Bringing up this old issue a bit.

Nothing was ever said of unset?  Should unset be benign?

Since unset() is intended to take an action (rather than check on state) shouldn't an invalid unset (one with a guarded property that doesn't have a setter) emit a warning?

On 10/30/2012 10:37 PM, Clint Priest wrote:
Would you say the same of unset?  Always benign?


On 10/29/2012 2:14 PM, Stas Malyshev wrote:
Hi!

So... to be explicit here, you think in this situation:

class a {
    public $b {
       set($x) { $this->b = $x; }
    }
}

$o = new a();

if(!isset($o->b)) {
    /* delete files */
}
echo (int)isset($o->b);  /* This should return false and not emit any
sort of warning/notice? */
isset should return false, since $b is not set value. It should not
produce any warning. Of course (int) would produce 0 then ;)

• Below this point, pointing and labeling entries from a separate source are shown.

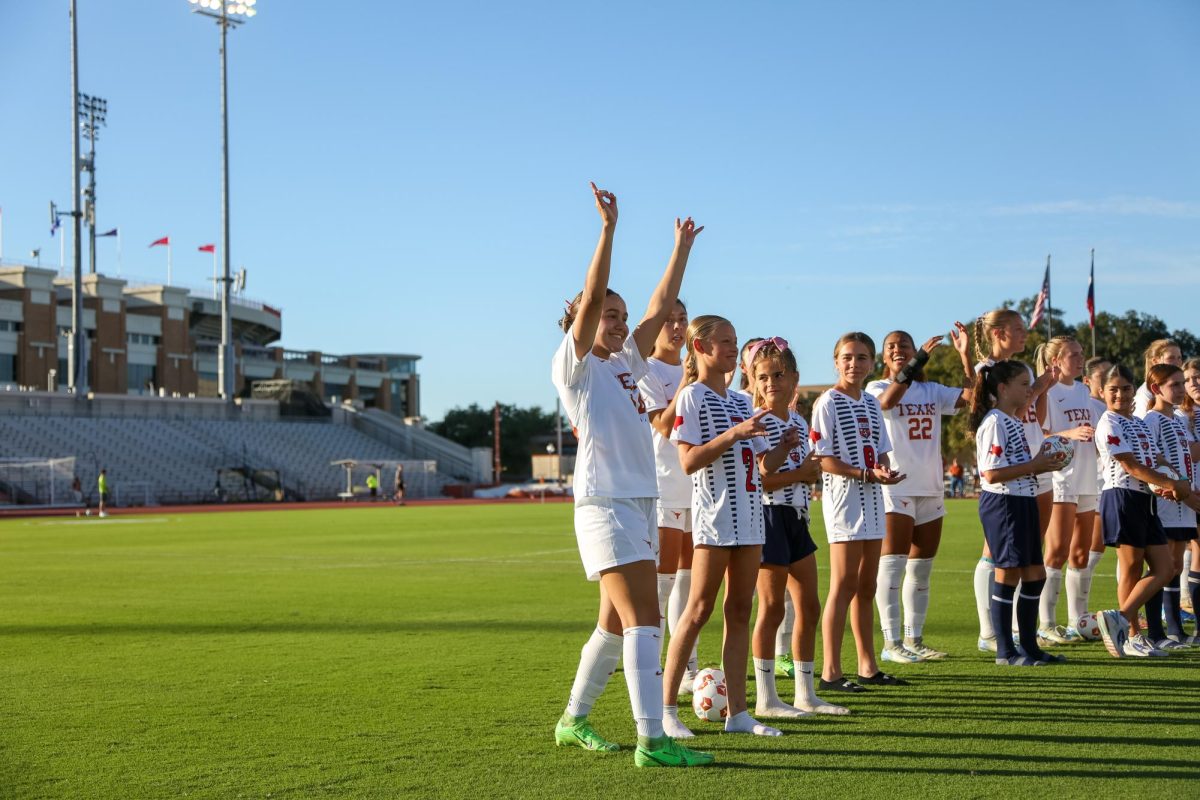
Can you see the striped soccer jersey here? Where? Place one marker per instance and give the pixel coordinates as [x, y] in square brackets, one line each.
[1117, 434]
[793, 494]
[726, 495]
[1000, 441]
[851, 431]
[1171, 439]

I mean specifically, there is no getter defined, therefore the result
if isset is indeterminate and while I can see it not causing execution
No, the result is determinate - it's false. That's the point of isset()
in PHP and that's how it is used in existing code.

to stop I don't see it being a good idea to not warn the developer that
what they've attempted is not correct.  Without a getter, isset() is
not a legal call (since the value cannot be retrieved).
isset() should always be legal. This is the way to check if $o->b is legal.